Scorpion beetles and lantern beetles

Everybody is familiar with the beetles or scarabs. They are so many that the great biologist Haldane said once that God, when he created the world, showed "an inordinate fondness for beetles". He created so many of them. There are about 600,000 described species, but probably there are 2 to 3 million species still alive, and mostly undescribed. Majority of unrecorded ones are among staphylinids, weevils, leaf-beetles, and several small genera, some not measuring more than 1 mm, others, the better known ones through collections and merchandises, measure several millimeters, centimetres, even 20 cm or more. Whether small or large, all of them need to be protected from extinction, including described and undescribed fauna. In the Permian, and later on after the Trias, probably they were hundreds of thousands, and probably non-existent at present. They are beetles in English, Käfer in German, bitter in Danish, and most of the languages have given them a common name, except in France. In France beetles are referred to as scarabees, carabes, bousiers, crache-sangs, taupins, coccinelles etc., there being no common name for the entire group of beetles. They are called « bilulus » in Zaire and « binatang » in Papua-New Guinea. In Zaire, during his youth, PJ got a nickname: "bwana biloulou", "Mister beetle", a memorable title. He was also Mr. Binatang in New Guinea, as Gressitt was, and all the beetle men there. Papuans and Congolese were good observers, and they always gave a nickname to the newcomers in their kingdom.

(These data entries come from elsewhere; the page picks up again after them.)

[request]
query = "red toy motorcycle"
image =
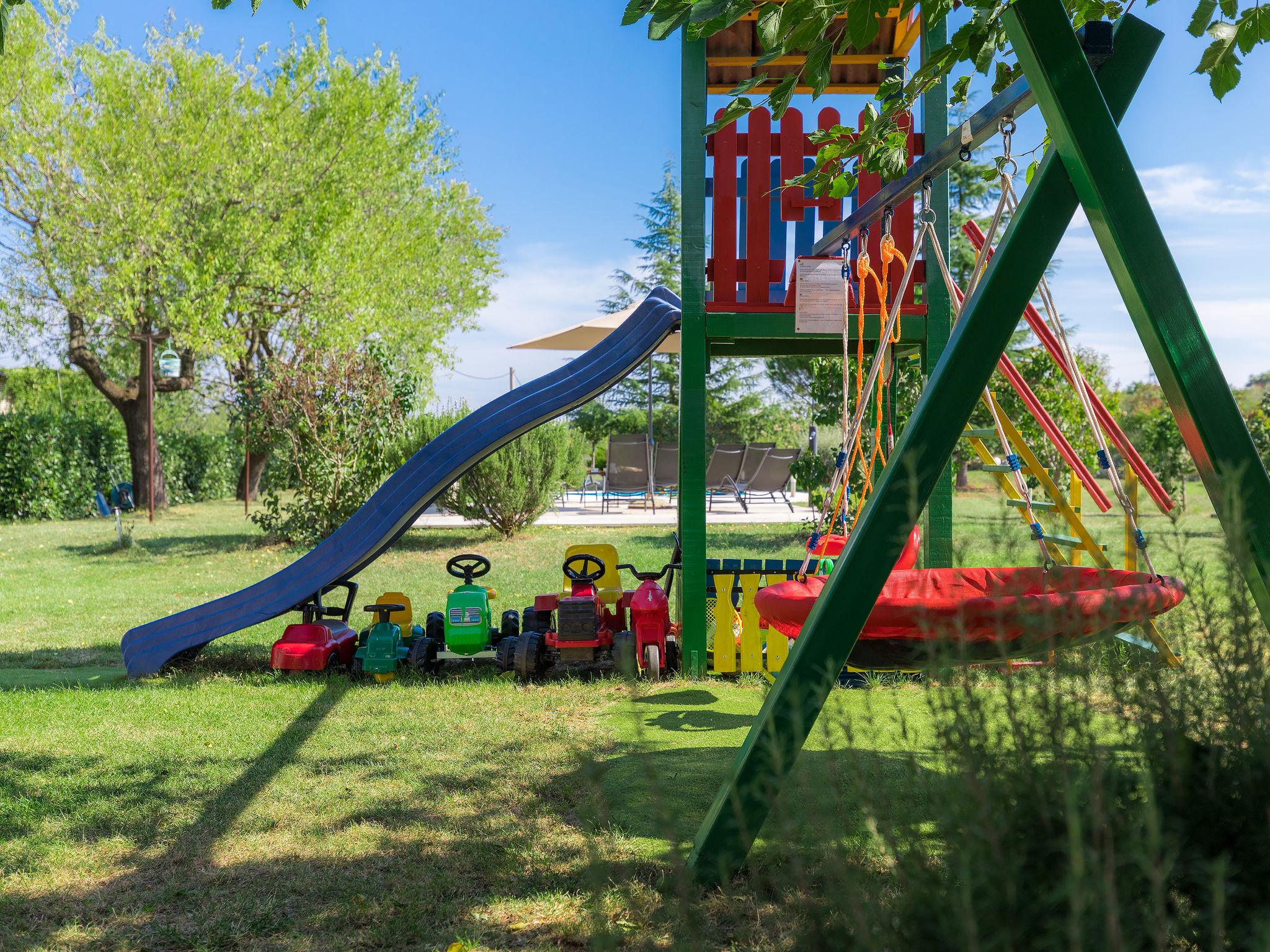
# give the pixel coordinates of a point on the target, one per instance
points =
(652, 645)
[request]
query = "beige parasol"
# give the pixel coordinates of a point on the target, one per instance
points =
(586, 335)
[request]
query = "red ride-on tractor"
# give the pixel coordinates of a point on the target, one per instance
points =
(577, 625)
(322, 641)
(652, 645)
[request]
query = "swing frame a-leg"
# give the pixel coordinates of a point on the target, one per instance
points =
(1048, 48)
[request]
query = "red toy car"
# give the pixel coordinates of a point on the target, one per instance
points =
(323, 640)
(652, 645)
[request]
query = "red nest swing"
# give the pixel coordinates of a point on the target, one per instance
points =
(982, 614)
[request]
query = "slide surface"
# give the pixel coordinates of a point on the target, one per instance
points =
(407, 493)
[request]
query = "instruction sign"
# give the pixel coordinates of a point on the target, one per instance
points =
(818, 300)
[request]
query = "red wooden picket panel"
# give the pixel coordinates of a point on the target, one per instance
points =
(796, 144)
(757, 270)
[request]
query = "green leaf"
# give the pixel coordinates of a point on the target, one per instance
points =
(1003, 77)
(779, 99)
(1254, 29)
(770, 27)
(637, 11)
(746, 86)
(1220, 61)
(668, 17)
(1202, 17)
(817, 69)
(738, 107)
(842, 186)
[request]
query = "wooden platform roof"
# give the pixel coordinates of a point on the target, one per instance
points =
(732, 52)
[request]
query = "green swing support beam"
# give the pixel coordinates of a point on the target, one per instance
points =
(1089, 167)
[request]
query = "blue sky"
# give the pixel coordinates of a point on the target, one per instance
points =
(563, 120)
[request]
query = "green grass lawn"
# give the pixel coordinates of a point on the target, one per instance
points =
(230, 808)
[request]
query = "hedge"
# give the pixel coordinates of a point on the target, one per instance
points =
(51, 464)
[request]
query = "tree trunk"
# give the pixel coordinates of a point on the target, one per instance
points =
(259, 460)
(136, 426)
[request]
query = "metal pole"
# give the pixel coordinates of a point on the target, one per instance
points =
(150, 413)
(651, 487)
(247, 470)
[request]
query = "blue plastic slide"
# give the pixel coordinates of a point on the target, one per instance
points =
(398, 503)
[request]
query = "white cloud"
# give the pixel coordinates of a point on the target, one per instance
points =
(544, 288)
(1189, 190)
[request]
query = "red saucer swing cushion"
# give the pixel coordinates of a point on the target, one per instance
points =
(832, 546)
(990, 606)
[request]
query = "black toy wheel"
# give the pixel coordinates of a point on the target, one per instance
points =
(624, 654)
(435, 627)
(580, 573)
(530, 656)
(511, 624)
(506, 654)
(468, 568)
(424, 656)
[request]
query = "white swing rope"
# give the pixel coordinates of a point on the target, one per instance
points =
(1009, 169)
(1082, 390)
(850, 431)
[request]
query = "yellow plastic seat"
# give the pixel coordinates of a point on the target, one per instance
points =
(610, 584)
(397, 598)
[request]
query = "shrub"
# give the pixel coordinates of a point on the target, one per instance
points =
(340, 414)
(511, 489)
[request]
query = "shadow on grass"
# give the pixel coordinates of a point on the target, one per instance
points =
(455, 838)
(201, 545)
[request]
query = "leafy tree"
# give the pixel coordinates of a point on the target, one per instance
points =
(802, 29)
(252, 211)
(340, 414)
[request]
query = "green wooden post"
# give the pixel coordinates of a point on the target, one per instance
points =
(1152, 288)
(694, 363)
(938, 534)
(925, 447)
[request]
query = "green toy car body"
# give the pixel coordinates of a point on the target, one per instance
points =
(384, 648)
(465, 631)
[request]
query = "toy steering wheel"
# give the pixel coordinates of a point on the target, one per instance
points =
(384, 611)
(468, 568)
(580, 574)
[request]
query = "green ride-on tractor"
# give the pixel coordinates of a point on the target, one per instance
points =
(385, 646)
(465, 631)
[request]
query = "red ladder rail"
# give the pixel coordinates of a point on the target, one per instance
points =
(1148, 479)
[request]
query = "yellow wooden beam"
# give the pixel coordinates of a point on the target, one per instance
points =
(842, 60)
(853, 89)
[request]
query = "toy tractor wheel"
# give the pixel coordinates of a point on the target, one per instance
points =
(424, 656)
(510, 626)
(435, 627)
(530, 656)
(624, 654)
(672, 655)
(506, 656)
(653, 662)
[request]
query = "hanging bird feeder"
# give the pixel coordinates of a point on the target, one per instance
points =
(169, 363)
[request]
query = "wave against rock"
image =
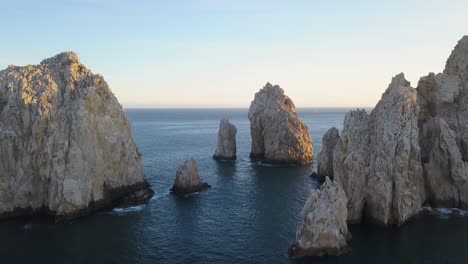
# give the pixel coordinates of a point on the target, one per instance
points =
(66, 147)
(322, 229)
(226, 149)
(278, 134)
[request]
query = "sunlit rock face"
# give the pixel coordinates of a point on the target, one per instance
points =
(412, 148)
(188, 180)
(278, 134)
(444, 130)
(323, 229)
(226, 149)
(66, 147)
(325, 157)
(377, 159)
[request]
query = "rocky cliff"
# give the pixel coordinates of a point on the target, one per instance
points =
(322, 229)
(412, 148)
(66, 147)
(325, 157)
(278, 134)
(226, 149)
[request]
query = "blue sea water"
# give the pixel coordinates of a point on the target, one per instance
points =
(249, 215)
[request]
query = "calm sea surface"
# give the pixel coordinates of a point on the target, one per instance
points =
(248, 216)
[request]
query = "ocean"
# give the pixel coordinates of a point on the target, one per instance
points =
(249, 215)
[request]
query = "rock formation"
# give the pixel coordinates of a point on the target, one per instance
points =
(226, 149)
(412, 149)
(187, 179)
(322, 229)
(278, 135)
(66, 147)
(377, 159)
(325, 157)
(444, 131)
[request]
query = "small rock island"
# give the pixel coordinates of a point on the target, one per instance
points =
(278, 134)
(66, 146)
(325, 157)
(187, 179)
(226, 149)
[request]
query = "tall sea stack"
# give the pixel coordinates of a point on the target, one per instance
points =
(66, 147)
(278, 134)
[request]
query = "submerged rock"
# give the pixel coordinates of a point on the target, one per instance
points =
(325, 157)
(278, 134)
(226, 149)
(187, 179)
(322, 229)
(66, 147)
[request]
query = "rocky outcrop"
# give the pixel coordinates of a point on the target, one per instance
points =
(377, 160)
(322, 229)
(444, 131)
(325, 157)
(66, 147)
(187, 179)
(226, 149)
(278, 135)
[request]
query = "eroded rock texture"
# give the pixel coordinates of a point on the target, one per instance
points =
(226, 149)
(187, 179)
(325, 157)
(278, 134)
(322, 229)
(66, 146)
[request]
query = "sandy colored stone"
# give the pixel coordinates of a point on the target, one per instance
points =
(226, 149)
(323, 229)
(325, 157)
(66, 146)
(278, 134)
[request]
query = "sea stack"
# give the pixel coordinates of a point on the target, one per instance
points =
(187, 179)
(226, 149)
(66, 147)
(377, 159)
(325, 157)
(278, 134)
(323, 229)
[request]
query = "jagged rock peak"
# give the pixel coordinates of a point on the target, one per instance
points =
(64, 58)
(278, 134)
(73, 148)
(325, 157)
(322, 229)
(226, 149)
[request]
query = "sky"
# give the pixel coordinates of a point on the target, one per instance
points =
(210, 53)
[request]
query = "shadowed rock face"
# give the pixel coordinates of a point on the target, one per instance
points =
(325, 157)
(66, 147)
(187, 179)
(322, 229)
(278, 135)
(226, 149)
(377, 158)
(411, 149)
(444, 130)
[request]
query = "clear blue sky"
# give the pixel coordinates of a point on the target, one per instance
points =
(210, 53)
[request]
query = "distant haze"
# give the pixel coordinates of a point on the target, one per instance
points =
(210, 53)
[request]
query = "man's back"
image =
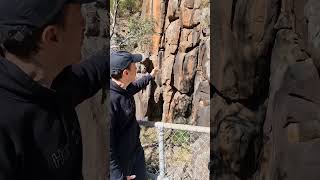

As for all insects, their body is wrapped in a hard shell, made of chitin, but in the beetles this shell is particularily strong and thick. Beetles are chiefly characterized by the first pair of wings, which are very tough and thick;

they are called elytra or wing covers, as they cover the membranous hind wings, carefully folded below the elytra in repose. Special rugosities on the wings and on the underside of the elytra help the folding process and keep the folded wings in place. Generally these insects are totally inoffensive to man, although some of them are provided with sharp and acute spines, which may prick the catcher.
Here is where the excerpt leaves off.